Maintien dans le Visa Waiver Program des États-Unis : les négociations ont abouti

Le directeur de l'Office fédéral de la police, Jean-Luc Vez, et l'ambassadeur américain, Donald S. Beyer Jr. signent l’accord PCSC
Communiqués, Le Conseil fédéral, 27.06.2012

Berne. La Suisse reste dans le programme d’exemption du visa (Visa Waiver Program) permettant d’entrer sur le territoire des États-Unis pour un séjour d’une durée maximale de 90 jours. Les négociations, dirigées par l'Office fédéral de la police, ont été conclues avec succès dans le délai imparti. Le Conseil fédéral a pris acte mercredi du résultat des négociations, qui respecte le cadre qu’il avait fixé.
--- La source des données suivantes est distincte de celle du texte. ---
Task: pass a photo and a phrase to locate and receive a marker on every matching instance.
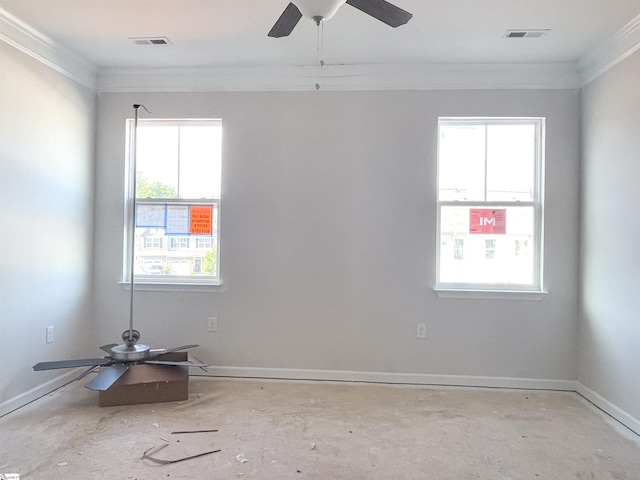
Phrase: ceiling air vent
(525, 33)
(150, 41)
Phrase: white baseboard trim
(609, 408)
(394, 378)
(599, 401)
(29, 396)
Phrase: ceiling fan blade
(107, 377)
(186, 363)
(383, 11)
(287, 22)
(107, 348)
(82, 362)
(161, 351)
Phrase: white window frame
(498, 290)
(172, 282)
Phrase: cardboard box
(147, 383)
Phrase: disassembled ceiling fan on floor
(120, 358)
(321, 10)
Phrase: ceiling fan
(321, 10)
(120, 358)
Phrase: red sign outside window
(486, 220)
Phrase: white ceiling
(233, 33)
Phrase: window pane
(511, 153)
(489, 258)
(176, 240)
(200, 149)
(461, 162)
(160, 254)
(157, 161)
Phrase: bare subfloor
(315, 430)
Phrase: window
(458, 249)
(177, 181)
(490, 192)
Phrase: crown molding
(607, 55)
(42, 48)
(342, 77)
(332, 77)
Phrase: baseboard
(394, 378)
(609, 408)
(599, 401)
(29, 396)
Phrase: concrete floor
(316, 430)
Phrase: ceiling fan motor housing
(319, 10)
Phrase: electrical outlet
(213, 324)
(421, 330)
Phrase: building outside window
(490, 198)
(178, 184)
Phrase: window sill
(491, 294)
(175, 287)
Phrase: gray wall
(610, 322)
(327, 237)
(46, 219)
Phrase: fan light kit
(121, 357)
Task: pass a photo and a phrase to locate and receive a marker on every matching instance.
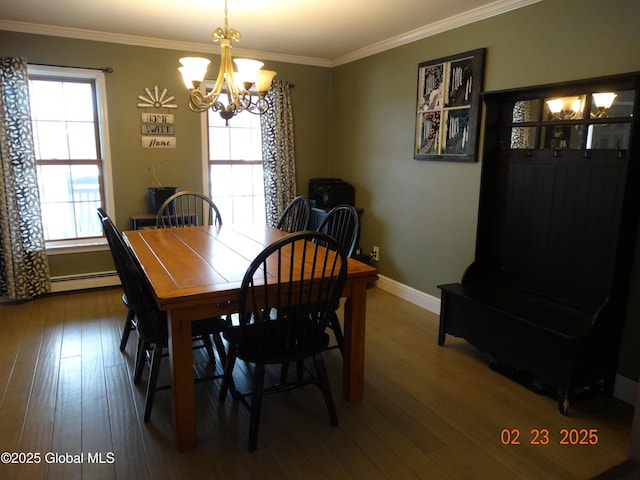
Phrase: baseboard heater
(67, 283)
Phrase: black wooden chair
(286, 321)
(129, 322)
(151, 323)
(185, 209)
(295, 216)
(343, 224)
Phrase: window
(69, 124)
(234, 167)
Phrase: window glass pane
(523, 137)
(219, 144)
(58, 220)
(560, 136)
(612, 104)
(245, 144)
(564, 108)
(525, 111)
(66, 130)
(55, 183)
(52, 140)
(78, 101)
(612, 135)
(241, 179)
(219, 180)
(47, 100)
(82, 140)
(236, 188)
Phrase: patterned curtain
(24, 270)
(278, 151)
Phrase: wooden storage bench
(545, 295)
(560, 346)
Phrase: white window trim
(99, 243)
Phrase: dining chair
(186, 209)
(129, 322)
(343, 224)
(286, 321)
(296, 215)
(151, 322)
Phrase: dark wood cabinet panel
(546, 293)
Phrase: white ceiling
(325, 32)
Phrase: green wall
(135, 68)
(423, 214)
(356, 121)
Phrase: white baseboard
(410, 294)
(67, 283)
(625, 389)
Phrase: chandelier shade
(234, 91)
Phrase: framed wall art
(448, 107)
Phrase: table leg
(182, 391)
(354, 327)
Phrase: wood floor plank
(428, 411)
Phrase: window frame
(90, 244)
(206, 154)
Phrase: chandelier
(233, 91)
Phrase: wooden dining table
(196, 272)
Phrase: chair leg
(326, 389)
(227, 379)
(222, 352)
(284, 372)
(206, 340)
(156, 356)
(256, 405)
(128, 326)
(334, 323)
(141, 353)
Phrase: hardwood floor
(428, 411)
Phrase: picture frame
(448, 107)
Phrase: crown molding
(477, 14)
(496, 8)
(81, 34)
Il procédera à l’approbation formelle lors d’une de ses prochaines séances.

La Suisse bénéficie du programme d'exemption du visa des États-Unis depuis 1986. Les États-Unis ont cependant posé comme condition au maintien dans ce programme, pour les 36 pays qui y participent, la conclusion de deux instruments de coopération dans le domaine de la sécurité : un accord de comparaison automatisée des données ADN et dactyloscopiques dans le but de lutter contre la grande criminalité (Preventing and Combating Serious Crime, abrégé PCSC) et un mémorandum d'entente réglant l'échange de données concernant des terroristes connus ou présumés (Homeland Security Presidential Directive 6, abrégé HSPD-6).
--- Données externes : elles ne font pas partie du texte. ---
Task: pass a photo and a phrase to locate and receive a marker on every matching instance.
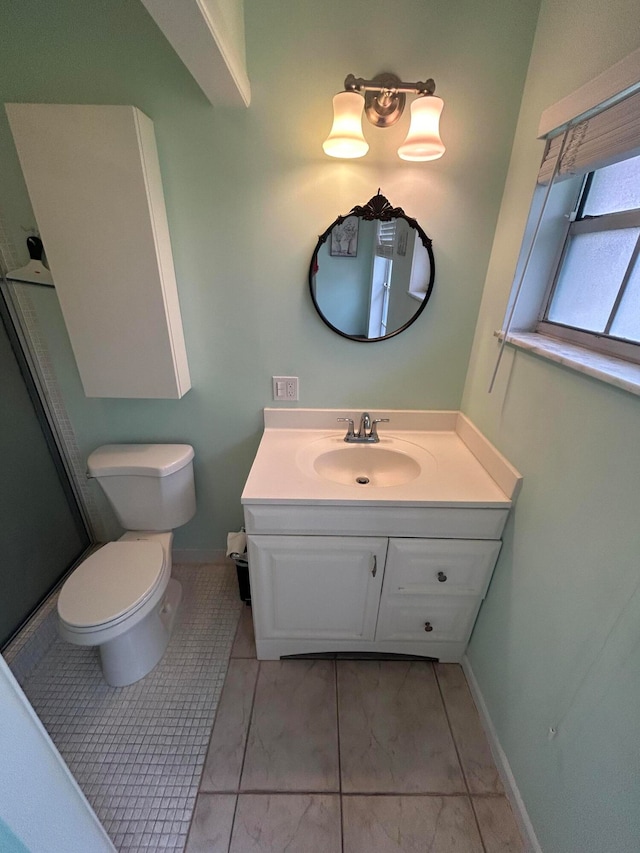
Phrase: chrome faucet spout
(364, 430)
(367, 431)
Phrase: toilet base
(128, 658)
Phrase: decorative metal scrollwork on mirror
(372, 272)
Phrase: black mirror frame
(377, 207)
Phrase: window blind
(602, 139)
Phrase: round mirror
(372, 272)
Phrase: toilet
(122, 598)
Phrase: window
(595, 295)
(578, 275)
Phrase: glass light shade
(423, 140)
(346, 139)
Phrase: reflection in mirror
(372, 272)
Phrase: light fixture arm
(383, 100)
(359, 84)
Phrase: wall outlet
(285, 388)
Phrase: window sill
(614, 371)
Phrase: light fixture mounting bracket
(384, 96)
(384, 108)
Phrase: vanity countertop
(458, 466)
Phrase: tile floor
(138, 751)
(314, 756)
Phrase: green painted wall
(249, 190)
(558, 638)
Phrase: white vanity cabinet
(397, 566)
(367, 594)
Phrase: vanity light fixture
(383, 103)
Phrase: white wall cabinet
(93, 177)
(367, 594)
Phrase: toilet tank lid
(147, 460)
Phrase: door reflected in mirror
(372, 272)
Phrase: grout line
(464, 775)
(335, 668)
(313, 792)
(244, 754)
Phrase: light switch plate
(285, 388)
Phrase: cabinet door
(316, 587)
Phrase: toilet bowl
(122, 597)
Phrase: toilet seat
(112, 584)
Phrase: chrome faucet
(367, 431)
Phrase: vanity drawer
(443, 618)
(439, 566)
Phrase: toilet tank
(150, 486)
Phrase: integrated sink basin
(366, 465)
(387, 463)
(423, 459)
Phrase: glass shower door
(42, 533)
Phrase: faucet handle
(374, 426)
(350, 429)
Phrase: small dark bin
(242, 570)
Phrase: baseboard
(502, 763)
(198, 555)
Le Conseil fédéral avait décidé le 1er février 2012 que la Suisse devait rester dans le programme d'exemption du visa et adopté un mandat de négociation pour les deux accords mentionnés, qui a été approuvé par les Commissions de politique extérieure et par les cantons. Les négociations, lancées début mai, ont abouti : le texte des accords a été paraphé mardi à Berne par le directeur de l'Office fédéral de la police, Jean-Luc Vez, et par l'ambassadeur américain, Donald S. Beyer Jr.
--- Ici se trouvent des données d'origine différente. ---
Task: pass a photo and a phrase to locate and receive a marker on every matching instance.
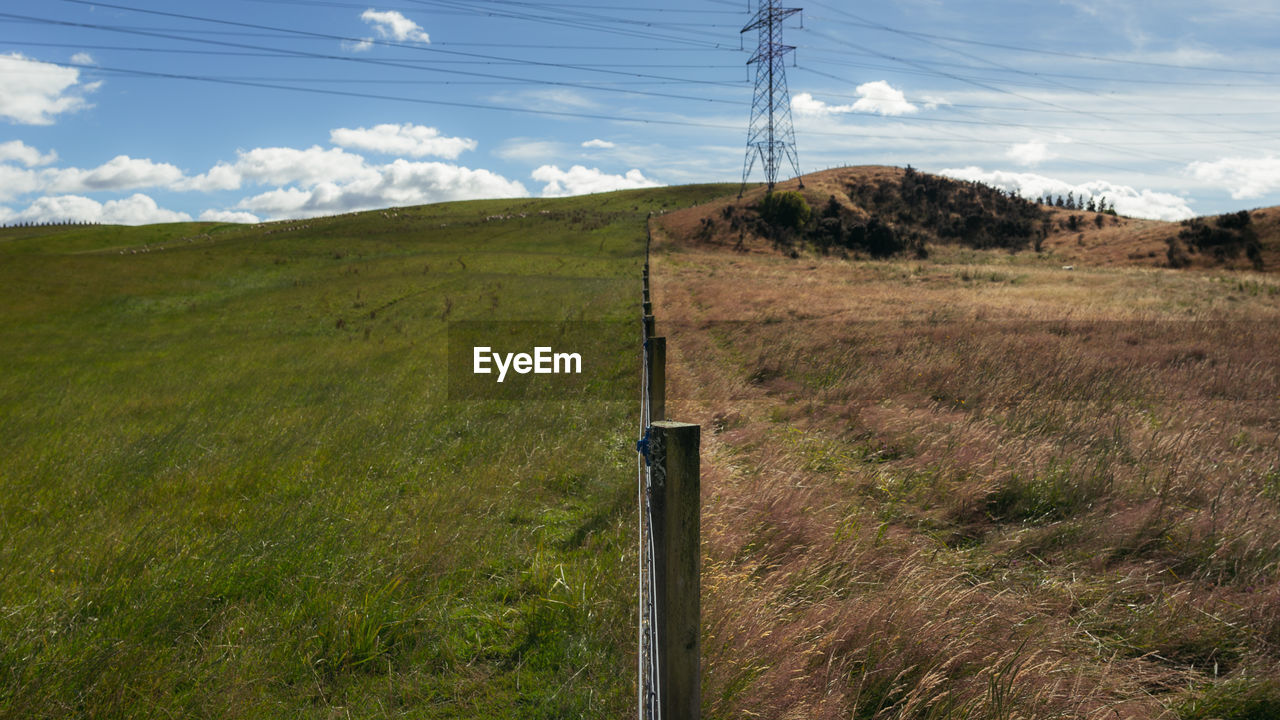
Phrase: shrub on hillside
(785, 210)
Mandat de négociation respecté

Le résultat des négociations respecte le cadre fixé par le Conseil fédéral et tient compte des attentes des Commissions de politique extérieure du Parlement et de la Conférence des directrices et directeurs des départements cantonaux de justice et police (CCDJP). Le champ d’application de l’accord PCSC est ainsi limité aux infractions graves figurant dans une liste annexée à l’accord et à d’autres infractions graves passibles d'une peine privative de liberté de plus de trois ans. La protection des données a aussi été réglée de manière détaillée. Les deux États s’engagent en particulier à corriger, bloquer ou effacer les données personnelles inexactes lorsque la personne concernée en fait la demande. Les États-Unis ont également accepté le principe selon lequel, dans le cadre de la mise en œuvre de l'accord, le nombre autorisé de requêtes soit fixé d’un commun accord.

L'accord PCSC soumis au référendum facultatif

L’accord PCSC devra être approuvé par le Parlement et sera soumis au référendum facultatif. Il règle l'échange de données ADN et dactyloscopiques dans le but de lutter contre la grande criminalité. Selon l’accord, l’échange s’effectue en deux étapes. La première est une interrogation de la base de données de l’État requis afin de déterminer si le profil soumis y figure ou non (système « hit - no hit », concordance – non concordance). En cas de réponse positive (« hit »), il est possible de passer à la seconde étape de la procédure, qui consiste à échanger des données personnelles et d'autres informations en lien avec le cas en question.

Le mémorandum d'entente HSPD-6 vise à optimiser l'échange de données sur des personnes ayant des relations avec des activités liées au terrorisme. Cette déclaration d'intention ne crée pas de droits ni d’obligations nouvelles. Elle peut être mise en œuvre dans le cadre de la législation en vigueur.